Last night, at my parent’s place for two days, I decide to make dinner from what’s in the fridge, and find myself rustling up a nice little feast.
A plate consisting of sublimely sautéed sweet red peppers with sambar curry powder, crisp-roasted zucchini in ghee, grand portabella mushroom and fat spring onion and local ocean perch perfectly prepared salt-and-peppered with a coating of ground herbes de provence, and fluffy brown rice, and an excellent flash of tsatsik made from kefir cheese and a fine choppage of fresh oregano, parsley, garlic and tomato.
Laying out the morning papers, these are my first impressions and reactions: he looks dead; have the papers (the editors and other powers that determine what images and information greet the media-consuming public) decided it is now okay to show dead children on the cover of the morning paper, oh it is Nepal; Boston wants to know about the Marathon Bombing and Violence in Baltimore than New York (the feed through my eyes and into my brain again challenges my self-centering filters, and my syntax does get confused); apparently the boy in colorful clothing on the gray ground is not dead but injured and asleep; a fist in the air in Baltimore and violence and death, and Abe is here from Japan and Obama said yeah to expanded military power for them; people in Boston mostly don’t want the death penalty for Tsarnaev but would be more comforted to know that he rots in prison for the rest of his life and we don’t ever need to know what he might have to say himself before he’s been driven insane, and what was all that about his middle finger, anyway…

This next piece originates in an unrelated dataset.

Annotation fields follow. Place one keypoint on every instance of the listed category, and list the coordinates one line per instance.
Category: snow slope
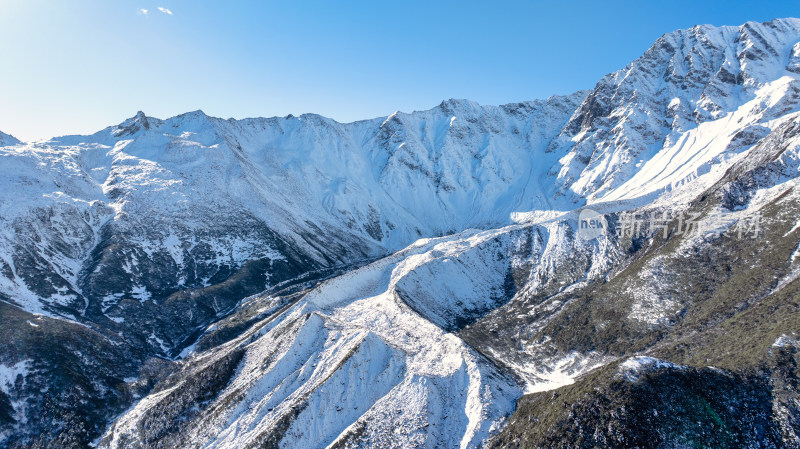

As we’re finishing breakfast, the doorbell trills and Tenzin and her assistant are here to clean the place. We are finishing our cereal and banana and croissant and jams and apple juice and green tea when it strikes me – Tenzin is Tibetan, maybe she knows people in Nepal; but I hesitate to ask. A few minutes later, Tenzin is standing by the dining room table and Nona is holding her hand and pointing to the leak in the ceiling that appeared a few days ago due to another construction mishap and messed up a bunch of books, and Tenzin listens and grins and shakes her head in commiseration. A few minutes later, I hear her mention to Nona the earthquake in Nepal, and I come back from straightening up the bed to ask her, Do you know anyone there? And she answers, Yes, I know a few people who died. Her facial expression is a bit dark, though her tone is matter-of-fact, and she is busy cleaning.
Now as I am trying to finish this up and retain some coherence, the The Orb song I have been listening to to shut out the sounds of voices and vacuuming comes to an end, and I hear my father and Tenzin talking, and a little frantically I select more The Orb music to regain focus but catch snippets of Part of the problem is the urbanization there, it’s so built up, and in Japan they started preparing for these things a hundred years ago, and Yes I know some people there… These noodly rhythms are comforting my ears and putting a nice coating on my outlook for the moment, as I look out these construction film-protected new windows at the blue-dapped cloudy sky and the yellow house with the red door across the street and the brighter yellow and dark pink flower heads on the trees right out front that glisten when the sun comes out.